Вцепившись крошечными ручками в запястье мужа, Алсана пыталась сделать ему «крапивку».

– Самад Миа, как ты не поймешь, что я пытаюсь спасти тебя от себя самого?

Председательница Кейти Минивер, долговязая белокожая разведенка в узких джинсах, с буйными кудрями и торчащими зубами, в продолжение скрытной борьбы четы Икбалов всеми силами старалась не смотреть в глаза Самаду. Мысленно она проклинала миссис Хэнсон: из-за этой толстой дамы, сидевшей позади Самада и Алсаны и распространявшейся о личинках древоточца в школьном саду, настойчиво тянущуюся руку Самада не заметить было невозможно. В конце концов придется дать ему слово. Периодически кивая миссис Хэнсон, она скосила глаза влево, на записи секретаря заседания миссис Хилнани. Ей хотелось удостовериться, что дело не в ее предвзятости, несправедливости, недемократичности или, хуже того, расизме (для самопроверки она в свое время прочла эпохальную брошюру объединения «Радуга» под названием «Расовая слепота»), ведь расизм – штука социально обусловленная и настолько глубоко въевшаяся, что ее не всегда распознаешь. Однако нет. Она не помешалась. В этом ее убеждал любой наугад выхваченный отрывок:

13.0 Миссис Джанет Трот выступила с предложением установить на игровой площадке вторую шведскую стенку, чтобы все дети могли лазить по ней, не рискуя обрушить этот спортивный снаряд. Супруг миссис Трот, архитектор Гановер Трот, согласился бесплатно разработать шведскую стенку и проследить за ее установлением.

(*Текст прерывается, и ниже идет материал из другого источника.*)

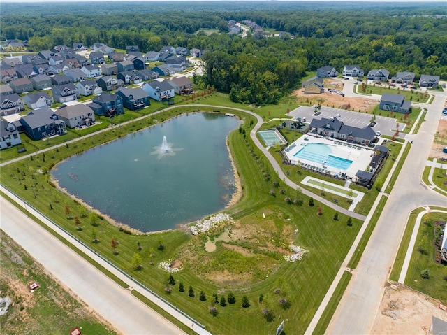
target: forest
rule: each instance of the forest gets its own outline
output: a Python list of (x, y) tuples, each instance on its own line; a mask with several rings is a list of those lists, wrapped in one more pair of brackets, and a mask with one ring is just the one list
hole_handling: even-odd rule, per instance
[[(196, 82), (257, 105), (278, 103), (325, 65), (339, 72), (358, 64), (365, 72), (384, 68), (391, 76), (412, 71), (416, 79), (447, 79), (447, 8), (439, 3), (51, 3), (52, 10), (45, 3), (2, 3), (0, 39), (28, 41), (31, 52), (80, 41), (136, 45), (144, 52), (163, 45), (206, 49), (206, 73)], [(227, 34), (230, 20), (290, 35), (242, 38)], [(205, 33), (212, 29), (219, 32)]]

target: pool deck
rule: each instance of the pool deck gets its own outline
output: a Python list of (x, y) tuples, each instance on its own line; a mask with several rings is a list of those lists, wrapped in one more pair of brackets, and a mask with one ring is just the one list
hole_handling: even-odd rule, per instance
[[(332, 155), (349, 159), (352, 161), (352, 163), (346, 170), (342, 170), (322, 162), (315, 162), (295, 157), (295, 155), (302, 148), (303, 145), (309, 143), (329, 145), (332, 150)], [(320, 172), (328, 171), (326, 173), (330, 173), (332, 175), (345, 173), (353, 179), (356, 178), (356, 173), (358, 170), (365, 171), (369, 165), (372, 155), (374, 155), (374, 150), (369, 148), (349, 143), (344, 141), (313, 136), (309, 134), (301, 136), (291, 143), (284, 149), (284, 152), (291, 163), (294, 165), (302, 166), (311, 170), (316, 169)]]

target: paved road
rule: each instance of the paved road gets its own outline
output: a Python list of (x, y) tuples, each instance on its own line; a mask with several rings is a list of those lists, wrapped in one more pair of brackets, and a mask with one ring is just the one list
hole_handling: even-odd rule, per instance
[(0, 208), (1, 229), (119, 332), (184, 334), (3, 197)]
[[(347, 80), (346, 80), (347, 81)], [(407, 162), (397, 177), (376, 229), (326, 331), (331, 334), (369, 334), (383, 287), (410, 212), (423, 206), (447, 206), (447, 198), (424, 186), (421, 176), (447, 94), (435, 93), (426, 121), (413, 137)]]

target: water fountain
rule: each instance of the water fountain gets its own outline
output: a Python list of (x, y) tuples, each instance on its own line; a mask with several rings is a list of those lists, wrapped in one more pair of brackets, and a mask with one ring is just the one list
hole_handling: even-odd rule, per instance
[(171, 151), (171, 144), (168, 143), (166, 141), (166, 136), (163, 136), (163, 142), (161, 142), (161, 146), (160, 147), (160, 152), (166, 154)]

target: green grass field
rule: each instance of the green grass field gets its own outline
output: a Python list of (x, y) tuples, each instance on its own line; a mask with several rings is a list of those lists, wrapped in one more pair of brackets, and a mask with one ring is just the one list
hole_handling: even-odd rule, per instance
[[(318, 201), (310, 207), (307, 197), (277, 180), (267, 159), (249, 136), (245, 136), (252, 127), (251, 117), (233, 110), (188, 106), (193, 101), (188, 103), (185, 106), (110, 129), (68, 147), (63, 145), (57, 150), (4, 166), (1, 171), (2, 183), (90, 248), (205, 325), (212, 333), (270, 334), (274, 332), (283, 318), (286, 318), (288, 321), (285, 332), (293, 329), (293, 334), (301, 334), (319, 306), (362, 222), (353, 220), (353, 226), (349, 227), (346, 224), (347, 217), (343, 215), (339, 215), (339, 220), (335, 221), (333, 210)], [(293, 104), (284, 104), (251, 108), (233, 104), (219, 94), (197, 98), (193, 101), (203, 105), (213, 103), (253, 110), (268, 120), (284, 117), (287, 109), (294, 108)], [(218, 243), (216, 251), (207, 252), (204, 248), (206, 238), (193, 237), (182, 230), (137, 236), (120, 231), (98, 218), (94, 220), (98, 223), (96, 226), (93, 224), (94, 215), (80, 203), (54, 187), (46, 173), (65, 157), (119, 138), (129, 132), (154, 125), (181, 113), (217, 109), (221, 113), (228, 111), (239, 115), (244, 120), (242, 126), (244, 132), (235, 131), (228, 138), (231, 154), (241, 178), (243, 195), (228, 212), (237, 221), (241, 229), (249, 229), (247, 231), (252, 237), (231, 242), (231, 248)], [(3, 156), (3, 151), (2, 162), (10, 156), (14, 157)], [(393, 149), (394, 155), (397, 151)], [(392, 164), (390, 159), (389, 164)], [(296, 171), (291, 175), (302, 176)], [(362, 188), (359, 190), (365, 192)], [(275, 195), (272, 196), (270, 191), (274, 191)], [(375, 195), (373, 190), (370, 198), (365, 197), (362, 212), (366, 212), (367, 207), (370, 207)], [(298, 201), (288, 203), (285, 197)], [(318, 207), (321, 208), (321, 215), (317, 215)], [(74, 220), (76, 216), (83, 227), (81, 231), (76, 229)], [(293, 234), (295, 229), (296, 233)], [(292, 234), (289, 234), (291, 231)], [(98, 243), (93, 243), (94, 236), (99, 236)], [(112, 253), (112, 238), (119, 242), (118, 255)], [(142, 247), (140, 251), (137, 250), (138, 243)], [(286, 262), (278, 248), (284, 249), (290, 243), (300, 245), (309, 252), (301, 261)], [(160, 245), (163, 245), (163, 250), (159, 248)], [(137, 252), (142, 259), (143, 269), (140, 271), (135, 271), (132, 266), (132, 257)], [(173, 275), (176, 285), (170, 294), (166, 294), (169, 274), (157, 265), (169, 259), (179, 259), (184, 268)], [(227, 281), (221, 280), (225, 276)], [(318, 280), (316, 280), (316, 278)], [(186, 292), (178, 291), (179, 282), (184, 285)], [(188, 297), (189, 285), (193, 286), (196, 292), (194, 298)], [(198, 293), (202, 290), (207, 296), (205, 301), (198, 299)], [(208, 313), (208, 308), (213, 304), (212, 294), (217, 294), (220, 299), (222, 295), (228, 297), (230, 291), (235, 293), (236, 303), (228, 304), (225, 307), (216, 306), (217, 316)], [(260, 301), (261, 294), (263, 299)], [(251, 304), (247, 308), (240, 306), (244, 295)], [(267, 315), (265, 310), (268, 312)]]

13.1 Возражений не было. Председатель предложила перейти к голосованию.

13.2 Мистер Икбал спросил, почему западная система образования ставит физическое развитие выше умственного и духовного.

13.3 Председатель поинтересовалась, какое это имеет отношение к обсуждаемому вопросу.

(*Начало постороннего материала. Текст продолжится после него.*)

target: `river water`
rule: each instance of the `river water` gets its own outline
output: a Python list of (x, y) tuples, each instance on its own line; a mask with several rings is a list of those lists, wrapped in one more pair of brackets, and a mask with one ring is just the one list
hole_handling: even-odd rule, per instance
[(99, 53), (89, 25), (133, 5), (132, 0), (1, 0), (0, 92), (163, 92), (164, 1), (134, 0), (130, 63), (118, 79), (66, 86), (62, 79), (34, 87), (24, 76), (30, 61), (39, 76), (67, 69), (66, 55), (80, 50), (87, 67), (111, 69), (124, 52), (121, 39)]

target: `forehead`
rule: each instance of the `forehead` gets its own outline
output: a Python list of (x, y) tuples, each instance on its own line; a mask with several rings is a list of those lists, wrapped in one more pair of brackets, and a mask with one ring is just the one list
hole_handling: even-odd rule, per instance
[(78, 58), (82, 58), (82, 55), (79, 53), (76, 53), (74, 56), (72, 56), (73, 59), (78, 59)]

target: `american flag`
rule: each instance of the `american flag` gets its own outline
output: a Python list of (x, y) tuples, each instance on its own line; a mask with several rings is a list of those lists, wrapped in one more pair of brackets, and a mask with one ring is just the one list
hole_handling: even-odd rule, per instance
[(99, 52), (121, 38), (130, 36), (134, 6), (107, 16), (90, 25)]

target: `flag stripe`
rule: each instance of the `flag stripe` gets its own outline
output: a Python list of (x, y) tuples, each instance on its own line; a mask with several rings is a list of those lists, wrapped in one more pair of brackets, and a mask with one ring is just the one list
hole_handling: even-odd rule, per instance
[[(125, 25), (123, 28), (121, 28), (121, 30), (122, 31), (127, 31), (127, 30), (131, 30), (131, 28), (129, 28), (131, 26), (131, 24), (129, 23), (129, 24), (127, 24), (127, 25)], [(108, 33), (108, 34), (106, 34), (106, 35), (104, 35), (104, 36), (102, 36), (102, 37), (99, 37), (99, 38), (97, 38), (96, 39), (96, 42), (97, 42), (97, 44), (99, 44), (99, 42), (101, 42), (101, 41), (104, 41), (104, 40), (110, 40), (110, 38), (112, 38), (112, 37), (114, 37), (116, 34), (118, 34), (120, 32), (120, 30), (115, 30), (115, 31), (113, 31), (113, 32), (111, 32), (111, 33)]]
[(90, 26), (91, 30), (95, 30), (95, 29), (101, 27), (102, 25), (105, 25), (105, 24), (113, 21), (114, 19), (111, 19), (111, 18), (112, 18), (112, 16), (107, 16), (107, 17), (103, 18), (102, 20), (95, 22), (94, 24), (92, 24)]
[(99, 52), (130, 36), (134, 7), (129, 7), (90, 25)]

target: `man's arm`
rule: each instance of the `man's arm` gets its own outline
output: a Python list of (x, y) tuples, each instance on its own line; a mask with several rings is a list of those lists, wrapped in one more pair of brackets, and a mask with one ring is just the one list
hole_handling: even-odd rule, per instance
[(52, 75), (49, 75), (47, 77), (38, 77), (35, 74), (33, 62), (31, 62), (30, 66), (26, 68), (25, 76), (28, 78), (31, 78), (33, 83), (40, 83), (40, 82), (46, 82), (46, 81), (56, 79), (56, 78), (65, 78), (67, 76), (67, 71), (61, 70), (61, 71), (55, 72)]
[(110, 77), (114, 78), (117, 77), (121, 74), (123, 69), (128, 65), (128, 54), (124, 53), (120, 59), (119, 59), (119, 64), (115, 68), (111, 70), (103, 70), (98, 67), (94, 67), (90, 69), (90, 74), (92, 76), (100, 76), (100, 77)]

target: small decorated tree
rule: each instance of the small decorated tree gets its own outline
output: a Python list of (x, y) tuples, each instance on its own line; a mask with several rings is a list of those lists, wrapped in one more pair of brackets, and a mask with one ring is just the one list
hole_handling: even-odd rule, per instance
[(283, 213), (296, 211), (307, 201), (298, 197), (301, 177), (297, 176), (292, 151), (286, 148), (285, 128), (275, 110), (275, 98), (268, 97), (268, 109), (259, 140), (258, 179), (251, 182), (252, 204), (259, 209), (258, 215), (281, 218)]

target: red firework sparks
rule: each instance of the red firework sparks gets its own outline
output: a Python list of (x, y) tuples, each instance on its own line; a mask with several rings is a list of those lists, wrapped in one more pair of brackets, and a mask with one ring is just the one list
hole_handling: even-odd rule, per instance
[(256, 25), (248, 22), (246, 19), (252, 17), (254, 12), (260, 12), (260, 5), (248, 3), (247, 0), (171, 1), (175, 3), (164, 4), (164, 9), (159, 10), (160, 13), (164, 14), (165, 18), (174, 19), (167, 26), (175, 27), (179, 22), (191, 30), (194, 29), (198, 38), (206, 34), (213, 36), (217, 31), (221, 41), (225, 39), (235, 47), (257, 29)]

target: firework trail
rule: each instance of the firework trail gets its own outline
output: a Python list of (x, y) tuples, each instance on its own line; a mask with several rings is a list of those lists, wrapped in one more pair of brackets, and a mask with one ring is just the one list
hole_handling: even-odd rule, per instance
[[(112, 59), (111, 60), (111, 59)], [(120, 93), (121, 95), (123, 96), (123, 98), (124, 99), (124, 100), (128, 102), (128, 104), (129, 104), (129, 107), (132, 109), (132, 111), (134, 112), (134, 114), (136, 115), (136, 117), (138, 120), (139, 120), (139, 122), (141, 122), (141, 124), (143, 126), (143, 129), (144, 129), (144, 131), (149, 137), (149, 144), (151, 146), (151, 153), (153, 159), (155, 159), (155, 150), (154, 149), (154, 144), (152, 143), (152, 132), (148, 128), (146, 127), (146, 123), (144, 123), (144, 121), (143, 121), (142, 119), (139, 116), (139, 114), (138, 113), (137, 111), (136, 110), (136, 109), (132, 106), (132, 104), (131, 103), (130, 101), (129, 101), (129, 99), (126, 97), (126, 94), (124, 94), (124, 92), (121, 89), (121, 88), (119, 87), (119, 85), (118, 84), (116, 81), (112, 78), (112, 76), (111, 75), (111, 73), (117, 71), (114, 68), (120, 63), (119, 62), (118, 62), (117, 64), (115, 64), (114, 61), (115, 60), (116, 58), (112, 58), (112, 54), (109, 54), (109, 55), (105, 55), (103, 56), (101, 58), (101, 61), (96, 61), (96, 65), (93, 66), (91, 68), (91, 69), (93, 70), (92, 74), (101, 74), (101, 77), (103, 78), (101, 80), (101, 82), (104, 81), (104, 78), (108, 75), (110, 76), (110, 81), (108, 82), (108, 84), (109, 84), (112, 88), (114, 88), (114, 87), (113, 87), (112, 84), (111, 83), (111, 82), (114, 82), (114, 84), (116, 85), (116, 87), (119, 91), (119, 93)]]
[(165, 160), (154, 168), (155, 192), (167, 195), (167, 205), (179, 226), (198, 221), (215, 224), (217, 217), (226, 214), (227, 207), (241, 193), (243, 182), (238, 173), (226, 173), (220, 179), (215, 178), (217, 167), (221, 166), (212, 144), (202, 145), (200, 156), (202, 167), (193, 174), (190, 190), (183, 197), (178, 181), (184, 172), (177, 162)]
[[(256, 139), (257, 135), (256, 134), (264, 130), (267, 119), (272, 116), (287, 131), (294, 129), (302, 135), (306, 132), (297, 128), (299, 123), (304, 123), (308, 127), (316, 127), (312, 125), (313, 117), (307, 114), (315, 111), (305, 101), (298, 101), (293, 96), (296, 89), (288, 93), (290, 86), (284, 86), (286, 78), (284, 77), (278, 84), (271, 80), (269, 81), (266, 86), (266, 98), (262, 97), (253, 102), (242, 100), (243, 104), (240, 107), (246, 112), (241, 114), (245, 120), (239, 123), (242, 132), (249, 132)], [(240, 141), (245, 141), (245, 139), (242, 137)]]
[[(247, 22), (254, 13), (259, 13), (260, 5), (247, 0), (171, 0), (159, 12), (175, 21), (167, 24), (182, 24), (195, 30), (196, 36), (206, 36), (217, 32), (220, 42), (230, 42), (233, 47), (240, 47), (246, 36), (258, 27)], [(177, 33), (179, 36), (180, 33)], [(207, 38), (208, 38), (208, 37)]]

13.4 Мистер Икбал заявил, что голосование следует отложить до тех пор, пока он не предоставит документ, детально излагающий его точку зрения и подчеркивающий, что его сыновьям Маджиду и Миллату вполне достаточно стояния на голове – это упражнение и укрепляет мускулатуру, и стимулирует кровообращение в соматосенсорной коре головного мозга.

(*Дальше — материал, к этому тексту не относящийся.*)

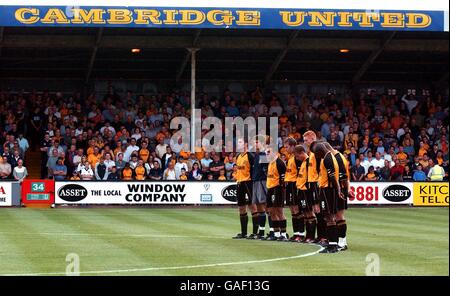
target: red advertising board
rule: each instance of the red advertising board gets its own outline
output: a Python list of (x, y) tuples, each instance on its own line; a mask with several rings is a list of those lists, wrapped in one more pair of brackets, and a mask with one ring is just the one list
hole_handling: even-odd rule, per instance
[(26, 207), (50, 207), (55, 203), (54, 180), (27, 180), (22, 183), (22, 204)]

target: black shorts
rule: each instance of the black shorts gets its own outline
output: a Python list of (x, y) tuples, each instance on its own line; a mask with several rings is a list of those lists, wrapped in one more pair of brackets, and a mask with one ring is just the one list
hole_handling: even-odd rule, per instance
[(337, 202), (337, 210), (342, 211), (348, 209), (348, 190), (345, 187), (341, 187), (342, 194), (344, 195), (345, 199), (338, 198)]
[(251, 204), (253, 196), (253, 182), (245, 181), (237, 184), (238, 206)]
[(330, 187), (319, 188), (320, 210), (324, 214), (336, 214), (338, 199), (335, 189)]
[(267, 191), (267, 207), (282, 208), (284, 207), (284, 188), (276, 186), (269, 188)]
[(297, 184), (295, 182), (286, 183), (286, 206), (297, 206)]
[(312, 212), (314, 206), (314, 192), (311, 190), (298, 190), (299, 210), (302, 213)]
[(319, 204), (319, 188), (317, 186), (317, 183), (316, 182), (308, 182), (308, 183), (306, 183), (306, 188), (308, 188), (308, 191), (311, 191), (313, 205), (318, 205)]

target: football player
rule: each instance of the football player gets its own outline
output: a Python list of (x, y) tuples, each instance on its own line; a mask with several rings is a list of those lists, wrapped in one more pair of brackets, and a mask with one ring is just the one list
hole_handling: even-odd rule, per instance
[[(258, 214), (256, 207), (251, 204), (253, 182), (252, 182), (252, 166), (253, 155), (248, 151), (248, 143), (243, 139), (237, 141), (238, 151), (242, 151), (236, 158), (236, 182), (237, 182), (237, 204), (239, 207), (239, 218), (241, 222), (241, 232), (234, 239), (247, 238), (248, 214), (247, 210), (252, 214), (253, 230), (255, 225), (257, 229)], [(256, 235), (255, 233), (253, 233)]]
[(298, 189), (299, 208), (304, 215), (306, 236), (304, 243), (313, 243), (316, 235), (317, 220), (314, 214), (314, 191), (308, 188), (310, 157), (302, 145), (295, 146), (295, 158), (300, 161), (296, 186)]
[(339, 185), (339, 165), (333, 153), (324, 143), (314, 142), (311, 150), (320, 162), (319, 169), (319, 200), (321, 212), (326, 222), (328, 244), (321, 253), (338, 252), (338, 232), (336, 225), (337, 201), (343, 198)]
[(267, 206), (270, 208), (275, 235), (268, 240), (288, 241), (286, 234), (286, 217), (283, 213), (284, 206), (284, 177), (286, 164), (281, 160), (278, 153), (271, 148), (266, 150), (269, 160), (267, 170)]
[(284, 141), (284, 148), (288, 154), (286, 162), (286, 177), (284, 179), (286, 185), (286, 206), (289, 207), (292, 215), (292, 229), (294, 235), (290, 238), (292, 242), (300, 242), (305, 238), (305, 219), (299, 211), (297, 197), (297, 172), (300, 161), (294, 155), (297, 141), (294, 138), (287, 138)]
[(308, 182), (306, 188), (313, 194), (313, 212), (316, 216), (317, 238), (314, 242), (326, 243), (326, 225), (323, 215), (320, 212), (319, 206), (319, 192), (317, 188), (317, 181), (319, 180), (319, 164), (313, 152), (311, 152), (311, 144), (317, 141), (316, 133), (312, 130), (306, 131), (303, 134), (303, 142), (307, 148), (308, 153)]
[(324, 142), (324, 145), (333, 153), (339, 165), (339, 185), (341, 186), (343, 198), (339, 198), (337, 202), (336, 225), (338, 228), (339, 250), (345, 251), (348, 249), (345, 211), (348, 208), (347, 199), (353, 195), (353, 191), (350, 191), (350, 164), (347, 158), (341, 152), (334, 149), (328, 142)]
[[(267, 169), (268, 162), (266, 159), (266, 143), (265, 136), (258, 136), (254, 141), (255, 157), (253, 165), (253, 199), (252, 203), (256, 206), (258, 212), (259, 232), (257, 239), (267, 239), (274, 236), (272, 219), (267, 209)], [(269, 215), (267, 215), (269, 214)], [(267, 238), (264, 237), (266, 229), (266, 220), (269, 220), (269, 233)]]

13.5 Миссис Вулф спросила, должна ли ее Сюзан тоже стоять на голове.

13.6 Мистер Икбал высказал предположение, что, учитывая школьные успехи Сюзан и ее проблемы с весом, стояние на голове принесло бы ей несомненную пользу.


– Да, мистер Икбал?

С силой отодрав от себя пальцы Алсаны, Самад зачем-то встал и, отыскав среди бумаг на планшете нужный листок, вынул его из зажима.

– Да-да. У меня есть заявление. Заявление.

Среди собравшихся активистов прошелестело что-то вроде вздоха; некоторое время люди ерзали, почесывались, перекладывали ногу на ногу, копались в сумках, поправляли на креслах пальто.

– Еще одно, мистер Икбал?

– Да, миссис Минивер.

– Но за сегодняшний вечер вы выступили уже с двенадцатью заявлениями; возможно, другие тоже…

– Это крайне важно и не терпит отлагательств, миссис Минивер. Итак, если только мне позволено…

– Миз[33]33
  В английском языке обращение «Ms» («миз») ставится перед фамилией женщины независимо от ее семейного положения, в то время как обращение «Mrs» («миссис») относится только к замужним женщинам, а «miss» («мисс») – к незамужним девушкам.


[Закрыть]
Минивер.

– Что, простите?

– Ничего… я миз Минивер. Вы весь вечер… я, ммм… я не миссис. Я миз. Миз.

Самад с недоумением посмотрел на Кейти Минивер, затем, словно ища ответа, перевел взгляд на свои бумаги и снова поднял глаза на атакуемую им председательницу.

– Извините. Так вы не замужем?

– Видите ли, я в разводе. Но оставила фамилию мужа.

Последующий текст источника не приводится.